Re: amusing SLUB compaction bug when CC_OPTIMIZE_FOR_SIZE

From: Vlastimil Babka
Date: Wed Sep 28 2022 - 12:22:23 EST


On 9/28/22 15:48, Joel Fernandes wrote:
On Wed, Sep 28, 2022 at 02:49:02PM +0900, Hyeonggon Yoo wrote:
On Tue, Sep 27, 2022 at 10:16:35PM -0700, Hugh Dickins wrote:
It's a bug in linux-next, but taking me too long to identify which
commit is "to blame", so let me throw it over to you without more
delay: I think __PageMovable() now needs to check !PageSlab().

When I tried that, the result wasn't really nice:

https://lore.kernel.org/all/aec59f53-0e53-1736-5932-25407125d4d4@xxxxxxx/

And what if there's another conflicting page "type" later. Or the debugging variant of rcu_head in struct page itself. The __PageMovable() is just too fragile.

I had made a small experimental change somewhere, rebuilt and rebooted,
was not surprised to crash once swapping and compaction came in,
but was surprised to find the crash in isolate_movable_page(),
called by compaction's isolate_migratepages_block().

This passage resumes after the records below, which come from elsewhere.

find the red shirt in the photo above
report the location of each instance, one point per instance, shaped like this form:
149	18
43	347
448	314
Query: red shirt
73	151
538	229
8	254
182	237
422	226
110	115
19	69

page->mapping was ffffffff811303aa, which qualifies as __PageMovable(),
which expects struct movable_operations at page->mapping minus low bits.
But ffffffff811303aa was the address of SLUB's rcu_free_slab(): I have
CONFIG_CC_OPTIMIZE_FOR_SIZE=y, so function addresses may have low bits set.

Over to you! Thanks,
Hugh

Wow, didn't expect this.
Thank you for report!

That should be due to commit 65505d1f2338e7
("mm/sl[au]b: rearrange struct slab fields to allow larger rcu_head")
as now rcu_head can use some bits that shares with mapping.

Hmm IMO we have two choices...

1. simply drop the commit as it's only for debugging (RCU folks may not like [1])

Yeah definitely don't like this option as patches are out that depend on
this (not yet merged though). :-)

But we'll have to do that for now and postpone to 6.2 I'm afraid as merge window for 6.1 is too close to have confidence in any solution that we came up this moment.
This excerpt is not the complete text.